JC: As sequelas têm cura, ou serão crônicas?
CS: Por se tratar de uma doença ainda pouco conhecida pela comunidade científica, alguns profissionais pontuam que não é possível determinar um prazo específico para a sua duração. Ainda não dá para afirmar o tempo de recuperação dos pacientes. Os idosos e portadores de doenças cardiovasculares e cerebrovasculares preexistentes, geralmente necessitam de uma reabilitação mais prolongada.
JC: Essas sequelas são características de pessoas que já tinham algum tipo de comorbidade, ou pessoas saudáveis podem ficar com elas, também?
CS: As sequelas podem surgir tanto em pacientes com comodidades quanto em pacientes saudáveis. Acompanhei o caso de um paciente jovem que teve miocardite associada à covid-19, seguida de uma insuficiência cardíaca. Tem paciente jovem, com nenhuma comorbidade, entre 30 e 40 anos que, quatro meses depois da doença, evoluiu para uma síndrome de cansaço crônico, fadiga e mal estar. Ainda há casos de pacientes que, cinco meses depois da contaminação, não recuperaram 100% do olfato. A depender do grau e do tempo que estas sequelas estão presentes, uma parte volta, outra não. Quem tem fibrose pulmonar e insuficiência cardíaca, não se recupera.
JC: O que causa essas sequelas, seria alguma lesão no sistema nervoso central?

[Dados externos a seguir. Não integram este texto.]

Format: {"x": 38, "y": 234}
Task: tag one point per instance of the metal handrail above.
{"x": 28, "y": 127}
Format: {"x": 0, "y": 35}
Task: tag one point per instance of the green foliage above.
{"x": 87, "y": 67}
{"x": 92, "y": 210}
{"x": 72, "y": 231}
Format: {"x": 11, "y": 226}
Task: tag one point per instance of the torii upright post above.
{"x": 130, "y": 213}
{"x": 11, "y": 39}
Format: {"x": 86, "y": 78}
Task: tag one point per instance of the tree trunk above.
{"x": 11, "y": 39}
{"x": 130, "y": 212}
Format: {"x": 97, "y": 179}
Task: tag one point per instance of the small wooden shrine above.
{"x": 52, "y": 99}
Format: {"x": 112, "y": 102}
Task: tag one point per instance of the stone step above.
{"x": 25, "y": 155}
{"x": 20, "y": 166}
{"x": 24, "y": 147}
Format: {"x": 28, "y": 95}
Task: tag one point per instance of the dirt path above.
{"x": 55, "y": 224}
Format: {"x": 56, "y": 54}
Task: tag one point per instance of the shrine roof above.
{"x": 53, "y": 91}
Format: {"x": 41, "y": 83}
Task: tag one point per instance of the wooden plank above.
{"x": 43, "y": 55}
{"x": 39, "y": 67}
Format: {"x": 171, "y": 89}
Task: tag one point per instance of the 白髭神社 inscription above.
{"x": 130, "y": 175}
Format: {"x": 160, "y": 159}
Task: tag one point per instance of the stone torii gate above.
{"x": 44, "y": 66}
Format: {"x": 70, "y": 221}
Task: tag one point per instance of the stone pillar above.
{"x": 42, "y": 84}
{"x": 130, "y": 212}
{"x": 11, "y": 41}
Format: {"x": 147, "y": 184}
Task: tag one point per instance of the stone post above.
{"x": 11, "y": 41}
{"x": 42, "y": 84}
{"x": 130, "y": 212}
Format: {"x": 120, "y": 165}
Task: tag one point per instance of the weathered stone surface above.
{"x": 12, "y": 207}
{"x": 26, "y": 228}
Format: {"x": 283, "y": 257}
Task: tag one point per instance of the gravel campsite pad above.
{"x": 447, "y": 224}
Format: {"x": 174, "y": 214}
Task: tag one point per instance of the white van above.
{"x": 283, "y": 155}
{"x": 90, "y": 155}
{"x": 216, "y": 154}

CS: Já se tem mais clareza sobre como a doença se manifesta em órgãos como o coração, os pulmões e os rins. Mas hoje, passado o susto inicial da explosão de casos, o principal foco de dúvidas da medicina diz respeito às consequências para o sistema nervoso, que coordena o comportamento, as funções vitais, os reflexos e os movimentos. No mundo, há relatos de pacientes que, mesmo após a infecção, tiveram dores intensas de cabeça (cefaléia), epilepsia, complicações de AVE (Acidente Vascular Encefálico) e, em situações mais raras, síndrome de Guillain-Barré. Isso fora a perda do olfato e do paladar, bastante frequentes. O impacto do novo coronavírus no sistema nervoso é incerto. Alguns estudos para entender esses efeitos estão sendo realizados. Isso ainda é muito desconhecido.
JC: Qual o tempo de tratamento até o paciente ficar curado?
CS: O período para a reabilitação varia conforme o paciente. A ideia inicial da sessão de fisioterapia prevê 10, 20 ou 30 sessões, entre avaliação, atendimentos e reavaliação. Essas sessões podem ocorrer entre duas a três vezes na semana, de acordo com a disponibilidade do paciente. Precisamos respeitar a resposta do paciente, porque no início ele cansa muito fácil, tem fadiga. Pessoas com condições mais graves, como AVC, também demandam mais tempo.